According to the most recent government statistics, 97% of the population of Iraq was Muslim in 2010 (60% Shia and 40% Sunni); the constitution states that Islam is the official religion of the country.

In 2023, Iraq was scored 1 out of 4 for religious freedom.

In the same year, it was ranked as the 18th worst place in the world to be a Christian.

==Background==

In the 2010s, uprisings of the Islamic State (IS), formerly called the Islamic State of Iraq and the Levant (ISIL) or the Islamic State of Iraq and Syria (ISIS), have led to violations of religious freedom in certain parts of Iraq. IS is a Sunni jihadist group that claims religious authority over all Muslims around the world and aspires to bring most of the Muslim-inhabited regions of the world under its political control beginning with Iraq. ISIS follows an extreme anti-Western interpretation of Islam, promotes religious violence and regards those who do not agree with its interpretations as infidels or apostates. Concurrently, IS aims to establish a Salafist-orientated Islamist state in Iraq, Syria and other parts of the Levant.

As ISIL lost territory throughout Iraq in 2016, the armed forces and allied militias restored crosses, and Christians were allowed to return to their homes.

==Status of religious freedom==
In 2006 The Globe correspondent Khidir Domle stated that the Kurdistan Regional Government (KRG) engaged in discriminatory behaviour against Christians, and that according to Assyrian Christians, the Kurdistan Democratic Party (KDP)-dominated judiciary did so routinely against Assyrians, failing to enforce judgments in their favour. The KRG rejected these accusations.

In 2022, local and international NGOs reported that the government continued to use antiterrorism laws as a pretext for detaining individuals without due process (mostly Sunni Arabs). Yezidis and Christians have also reported verbal and physically abuse from local people; in September 2022, members of the local police and a private security company connected with the Shia militia Kata’ib Hezbollah (KH) threatened to evict 400 internally displaced Christians from the Mariam al-Adra IDP camp in Baghdad.

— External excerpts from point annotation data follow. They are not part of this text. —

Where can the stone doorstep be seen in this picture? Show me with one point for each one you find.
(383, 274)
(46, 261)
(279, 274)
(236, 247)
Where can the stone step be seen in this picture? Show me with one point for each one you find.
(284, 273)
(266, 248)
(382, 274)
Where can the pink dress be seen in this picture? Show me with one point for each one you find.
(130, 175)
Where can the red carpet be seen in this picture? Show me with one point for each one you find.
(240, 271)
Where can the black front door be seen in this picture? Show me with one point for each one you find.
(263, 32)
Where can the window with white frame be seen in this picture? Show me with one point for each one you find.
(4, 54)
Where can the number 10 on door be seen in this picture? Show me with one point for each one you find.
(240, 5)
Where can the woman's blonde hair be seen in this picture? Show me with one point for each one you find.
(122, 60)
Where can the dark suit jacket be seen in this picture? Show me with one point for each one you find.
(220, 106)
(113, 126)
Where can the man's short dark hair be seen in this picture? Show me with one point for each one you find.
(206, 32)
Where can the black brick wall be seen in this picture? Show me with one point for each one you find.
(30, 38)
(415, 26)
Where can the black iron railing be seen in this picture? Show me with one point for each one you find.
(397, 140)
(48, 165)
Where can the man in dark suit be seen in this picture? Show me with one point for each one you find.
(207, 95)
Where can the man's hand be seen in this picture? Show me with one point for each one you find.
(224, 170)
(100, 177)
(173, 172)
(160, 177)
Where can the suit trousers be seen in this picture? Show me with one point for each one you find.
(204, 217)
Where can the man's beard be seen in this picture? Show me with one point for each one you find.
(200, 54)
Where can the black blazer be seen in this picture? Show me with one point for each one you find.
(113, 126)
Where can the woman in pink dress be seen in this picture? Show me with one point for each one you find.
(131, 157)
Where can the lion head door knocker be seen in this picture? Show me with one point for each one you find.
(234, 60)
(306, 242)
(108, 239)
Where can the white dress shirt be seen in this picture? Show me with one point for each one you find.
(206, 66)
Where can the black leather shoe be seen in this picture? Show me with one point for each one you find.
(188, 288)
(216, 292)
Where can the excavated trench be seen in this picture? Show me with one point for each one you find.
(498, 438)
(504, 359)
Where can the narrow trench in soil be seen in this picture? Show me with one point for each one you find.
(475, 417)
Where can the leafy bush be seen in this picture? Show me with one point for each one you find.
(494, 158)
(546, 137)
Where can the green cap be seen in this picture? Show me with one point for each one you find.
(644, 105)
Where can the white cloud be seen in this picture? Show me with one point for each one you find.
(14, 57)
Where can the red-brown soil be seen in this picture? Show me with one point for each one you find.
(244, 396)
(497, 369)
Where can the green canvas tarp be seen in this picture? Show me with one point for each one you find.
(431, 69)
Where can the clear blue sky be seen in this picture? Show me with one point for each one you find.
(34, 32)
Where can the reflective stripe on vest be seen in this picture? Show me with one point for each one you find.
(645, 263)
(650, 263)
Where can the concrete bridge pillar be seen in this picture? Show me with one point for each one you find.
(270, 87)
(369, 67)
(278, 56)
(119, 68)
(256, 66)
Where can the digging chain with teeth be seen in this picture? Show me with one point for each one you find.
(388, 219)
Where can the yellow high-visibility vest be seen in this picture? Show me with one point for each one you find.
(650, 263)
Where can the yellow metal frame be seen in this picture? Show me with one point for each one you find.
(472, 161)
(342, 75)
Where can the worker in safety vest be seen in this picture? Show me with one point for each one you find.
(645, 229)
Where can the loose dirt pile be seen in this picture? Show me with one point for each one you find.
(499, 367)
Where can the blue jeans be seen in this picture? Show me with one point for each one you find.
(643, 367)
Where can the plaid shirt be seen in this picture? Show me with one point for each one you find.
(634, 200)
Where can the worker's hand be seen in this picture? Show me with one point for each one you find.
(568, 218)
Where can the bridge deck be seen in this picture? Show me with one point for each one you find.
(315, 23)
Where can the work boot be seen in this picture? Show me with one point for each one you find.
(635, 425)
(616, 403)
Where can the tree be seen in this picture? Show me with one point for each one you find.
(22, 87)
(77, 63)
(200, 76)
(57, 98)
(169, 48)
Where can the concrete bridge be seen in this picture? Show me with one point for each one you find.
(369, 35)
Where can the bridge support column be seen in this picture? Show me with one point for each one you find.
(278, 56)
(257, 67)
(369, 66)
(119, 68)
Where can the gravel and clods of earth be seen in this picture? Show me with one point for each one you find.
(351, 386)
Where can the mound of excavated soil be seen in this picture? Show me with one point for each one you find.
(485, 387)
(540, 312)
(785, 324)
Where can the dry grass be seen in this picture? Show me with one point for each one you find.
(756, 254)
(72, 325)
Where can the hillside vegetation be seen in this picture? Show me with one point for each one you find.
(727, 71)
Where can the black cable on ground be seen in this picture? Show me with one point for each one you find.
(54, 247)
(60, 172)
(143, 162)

In 2022, ISIS were still in active in Iraq, carrying out kidnappings and murders; PKK activity is also ongoing.

=== Recognition ===
The government recognizes the following religious groups; Muslims, Chaldeans, Assyrians, Assyrian Catholics, Syriac Orthodox, Syriac Catholics, Armenian Apostolic, Armenian Catholics, Roman Catholics, National Protestants, Anglicans, Evangelical Protestant Assyrians, Seventh-day Adventists, Coptic Orthodox, Yezidis, Sabean-Mandeans, and Jews; all recognized religious groups (except Yezidis) have their own personal-status courts which handle marriage, divorce and inheritance issues. Baha’i, Zoroastrian and Kaka’i groups are not allowed to register with the government, although they are recognized in Kurdish areas; Baha'ism is illegal.

===Education ===
Government regulations require three classes a week of Islamic instruction in public schools - non-Muslim students are not required to participate; there is no requirement for religious education in Kurdish areas.

===Identity cards ===
In 2016, the country started issuing identity cards - cards do not denote the bearer’s religion, although the application form requires this information, and it is held on the card's data chip. Citizens must identify as Christian, Sabean-Mandean, Yezidi, Jewish, or Muslim.

===Conversion laws ===
The law prohibits the conversion of Muslims to other religions; where one person is Muslim or converts to Islam, their children are automatically seen as Muslim.